Most of the building will be closed off to legislators, government officials, and the public alike, which will inevitably cause some discomfort. Still, the restoration is considered necessary due to the building’s slowly but noticeable dilapidation. Though the state had been considering the idea of restoration for nearly three decades, it was finally implemented a few years ago when a large chunk of stone fell off the building. The Minnesota Capitol Preservation Commission was gathered in 2011, and starting in 2012, the legislature allotted funds for the project for three consecutive years.
The construction material of the building is composed of 16 different kinds of marble, including marble from a quarry in Minnesota itself as well as Minnesotan limestone and granite.
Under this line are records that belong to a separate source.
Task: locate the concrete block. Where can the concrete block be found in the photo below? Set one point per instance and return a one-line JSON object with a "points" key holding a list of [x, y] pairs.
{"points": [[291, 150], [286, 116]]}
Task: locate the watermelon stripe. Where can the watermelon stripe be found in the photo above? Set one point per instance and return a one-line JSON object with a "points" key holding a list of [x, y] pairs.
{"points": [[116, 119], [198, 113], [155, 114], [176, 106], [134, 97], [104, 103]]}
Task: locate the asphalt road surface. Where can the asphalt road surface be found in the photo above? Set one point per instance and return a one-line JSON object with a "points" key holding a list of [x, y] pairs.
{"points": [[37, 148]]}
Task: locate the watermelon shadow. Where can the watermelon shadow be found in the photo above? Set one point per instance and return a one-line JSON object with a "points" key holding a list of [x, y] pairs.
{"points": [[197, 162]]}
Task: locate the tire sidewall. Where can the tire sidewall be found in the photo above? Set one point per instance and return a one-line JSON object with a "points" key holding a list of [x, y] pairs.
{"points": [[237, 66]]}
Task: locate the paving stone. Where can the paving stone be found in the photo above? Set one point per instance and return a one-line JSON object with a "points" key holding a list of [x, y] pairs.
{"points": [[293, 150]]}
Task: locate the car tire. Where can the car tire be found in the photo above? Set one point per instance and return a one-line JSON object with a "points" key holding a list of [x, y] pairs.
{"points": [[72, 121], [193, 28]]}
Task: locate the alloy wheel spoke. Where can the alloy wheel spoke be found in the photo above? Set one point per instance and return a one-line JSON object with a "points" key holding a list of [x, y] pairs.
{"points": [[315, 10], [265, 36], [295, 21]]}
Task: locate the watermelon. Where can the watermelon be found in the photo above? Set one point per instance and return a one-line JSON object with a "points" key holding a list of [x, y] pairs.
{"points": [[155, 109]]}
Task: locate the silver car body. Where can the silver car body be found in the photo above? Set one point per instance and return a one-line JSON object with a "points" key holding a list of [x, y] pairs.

“Limestone from local quarries in Minnesota will be used throughout the interior of the capitol,” says David Hadidian, Owner, Bay Shore Cleaning & Restoration. “The dome will consist of Georgia White Marble. Georgia White Marble found its name from quarries in the state of Georgia. It’s an exquisite looking marble and became one of the world’s most sought after stones. While its name is derived from its original unearthing in the hills of Georgia, it is however formed in quarries all over the world. One such quarry is located in the state of Minnesota where 1400 cubic feet of marble will be purchased and fabricated into 12 large blocks to form the capitol dome.”
Though minor repair work has been done on-and-off for three decades, this latest restoration is a massive overhaul of not just the structure but the systems in place: mechanical, electrical, plumbing, telephones, Internet, etc. It will also touch up painting and fixtures and will add the glass-door elevators found in the original 1905 building that have since been replaced by contemporary metal ones.
“There’s hardly a pipe or anything else building that’s not going to be new,” said Rik Myhre, senior project manager with JE Dunn, the construction company leading the restoration.
In addition to restoring the building, JE Dunn will also expand it. The planned expansions include a basement-level public gathering room and expansions of the cafeteria. The Minnesota Historical Society will have a new public classroom to work with, and the building will be fully accessible to the disabled.
The restoration will also include plans to restore artwork housed in the building. Although those efforts are technically outside of the restoration’s domain, the legislature hopes to preserve old artwork as well as commission new pieces.
Though the restoration project has gone through political and bureaucratic obstacles over the years, it is well on its way and has already received full funding. The $272.7 million is considered to be the total amount of funding the project will receive, although state officials say there are back-up funds in case anything goes awry.
By 2017, many Minnesotans hope that the North Star State will shine a little brighter.